How science can be used as a power tool:
The influence of these scientist-politicians was of late years not often on the side of liberty: the “intolerance of reason” so frequently conspicuous in the scientific specialist, the impatience with the ways of the ordinary man so characteristic of the expert, and the contempt for anything which was not consciously organized by superior minds according to a scientific blueprint were phenomena familiar in German public life for generations before they became of significance in England. And perhaps no other country provides a better illustration of the effects of a nation of a general and thorough shift of the greater part of its educational system from the “humanities” to the “realities” than Germany between 1840 and 1940.
The fatal turning point in the modern development was when the great movement which can serve its original ends only by fighting all privilege, the labor movement, came under the influence of anti-competition doctrines and became itself entangled in the strife for privilege. The recent growth of monopoly is largely the result of a deliberate collaboration of organized capital and organized labor where the privileged groups of labor share in the monopoly profits at the expense of the poorest, those employed in the less-well-organized industries and the unemployed.

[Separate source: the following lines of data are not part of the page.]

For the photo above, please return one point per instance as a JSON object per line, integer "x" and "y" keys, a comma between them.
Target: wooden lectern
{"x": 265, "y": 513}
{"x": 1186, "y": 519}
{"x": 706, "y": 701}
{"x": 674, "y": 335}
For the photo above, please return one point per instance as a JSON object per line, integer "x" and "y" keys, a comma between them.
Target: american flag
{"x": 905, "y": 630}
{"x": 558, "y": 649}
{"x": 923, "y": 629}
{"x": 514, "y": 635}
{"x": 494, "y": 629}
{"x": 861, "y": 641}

Material conditions and ideal ends
It is no doubt true that our generation is less willing to listen to economic considerations than was true of its predecessors. It is most decidedly unwilling to sacrifice any of its demands to what are called economic arguments; it is impatient and intolerant of all restraints on their immediate ambitions and unwilling to bow to economic necessities. It is not any contempt for material welfare, or even any diminished desire for it, but, on the contrary, a refusal to recognize obstacles, any conflict with other aims which might impede the fulfillment of their own desires, which distinguishes our generation.
It should never be forgotten that the one decisive factor in the rise of totalitarianism on the Continent, which is yet absent in England and America, is the existence of a large recently dispossessed middle class.

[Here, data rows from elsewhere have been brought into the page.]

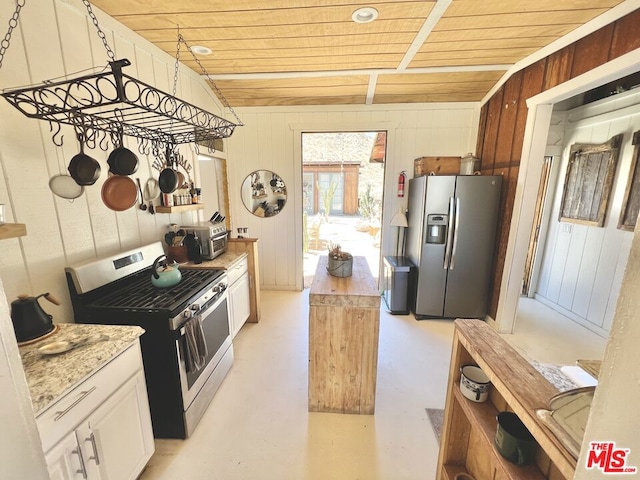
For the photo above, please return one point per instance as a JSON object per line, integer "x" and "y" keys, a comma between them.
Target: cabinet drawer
{"x": 66, "y": 413}
{"x": 236, "y": 270}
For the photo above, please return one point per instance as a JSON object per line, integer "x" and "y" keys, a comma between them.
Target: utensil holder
{"x": 177, "y": 254}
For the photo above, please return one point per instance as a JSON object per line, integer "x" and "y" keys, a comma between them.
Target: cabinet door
{"x": 117, "y": 439}
{"x": 63, "y": 460}
{"x": 240, "y": 304}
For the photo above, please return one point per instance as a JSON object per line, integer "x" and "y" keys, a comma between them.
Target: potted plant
{"x": 340, "y": 263}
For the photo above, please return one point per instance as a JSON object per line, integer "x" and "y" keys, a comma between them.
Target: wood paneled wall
{"x": 503, "y": 117}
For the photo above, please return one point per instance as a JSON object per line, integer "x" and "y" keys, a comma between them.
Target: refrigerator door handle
{"x": 455, "y": 235}
{"x": 449, "y": 244}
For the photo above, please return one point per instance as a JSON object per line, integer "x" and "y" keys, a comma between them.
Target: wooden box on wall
{"x": 437, "y": 165}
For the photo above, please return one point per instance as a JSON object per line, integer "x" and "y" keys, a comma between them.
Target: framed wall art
{"x": 588, "y": 182}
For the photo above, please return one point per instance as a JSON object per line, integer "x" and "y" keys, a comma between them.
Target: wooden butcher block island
{"x": 344, "y": 321}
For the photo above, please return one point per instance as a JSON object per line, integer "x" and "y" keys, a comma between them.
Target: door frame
{"x": 533, "y": 151}
{"x": 539, "y": 229}
{"x": 391, "y": 164}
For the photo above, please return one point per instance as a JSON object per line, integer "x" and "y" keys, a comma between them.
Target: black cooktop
{"x": 138, "y": 292}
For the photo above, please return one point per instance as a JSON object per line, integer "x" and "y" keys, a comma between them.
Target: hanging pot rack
{"x": 108, "y": 104}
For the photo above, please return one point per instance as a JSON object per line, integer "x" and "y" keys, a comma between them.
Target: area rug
{"x": 436, "y": 417}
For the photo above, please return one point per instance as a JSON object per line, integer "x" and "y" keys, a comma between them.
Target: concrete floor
{"x": 258, "y": 426}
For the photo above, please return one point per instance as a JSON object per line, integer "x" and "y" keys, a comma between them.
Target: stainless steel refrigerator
{"x": 451, "y": 239}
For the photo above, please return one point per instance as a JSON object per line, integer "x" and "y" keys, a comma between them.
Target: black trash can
{"x": 398, "y": 272}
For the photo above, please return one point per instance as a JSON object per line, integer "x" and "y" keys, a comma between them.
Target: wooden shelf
{"x": 469, "y": 427}
{"x": 12, "y": 230}
{"x": 482, "y": 417}
{"x": 180, "y": 208}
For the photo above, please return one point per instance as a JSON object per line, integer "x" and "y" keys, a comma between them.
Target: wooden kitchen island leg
{"x": 344, "y": 322}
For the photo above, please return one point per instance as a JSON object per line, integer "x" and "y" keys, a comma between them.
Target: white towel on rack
{"x": 197, "y": 352}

On the negative side, in its indignation about the inequities of the existing social order, our generation probably surpasses most of its predecessors. But the effect of that movement on our positive standards in the proper field of morals, individual conduct, and on the seriousness with which we uphold moral principles against the expediencies and exigencies of social machinery, is a very different matter.
Responsibility, not to a superior, but to one’s own conscience, the awareness of a duty not exacted by compulsion, the necessity to decide which of the things one values are to be sacrificed to others, and to bear the consequences of one’s own decision, are the very essence of any morals which deserve the name.
Can there be any much doubt that the feeling of personal obligation to remedy inequities, where our individual power permits, has been weakened rather than strengthened, that both the willingness to bear responsibility and the consciousness that it is our own individual duty to know how to choose have been perceptibly impaired? There is all the difference between demanding that a desirable state of affairs should be brought about by the authorities, or even being willing to submit provided everyone else is made to do the same, and the readiness to do what one thinks right at the sacrifice of one’s own desires and perhaps in the face of hostile public opinion.
What are the fixed poles now which are regarded as sacrosanct, which no reformer dare touch, since they are treated as the immutable boundaries which must be respected in any plan for the future? They are no longer liberty of the individual, his freedom of movement, and scarcely that of speech. They are the protected standards of this or that group, their “right” to exclude others from providing their fellowmen with what they need.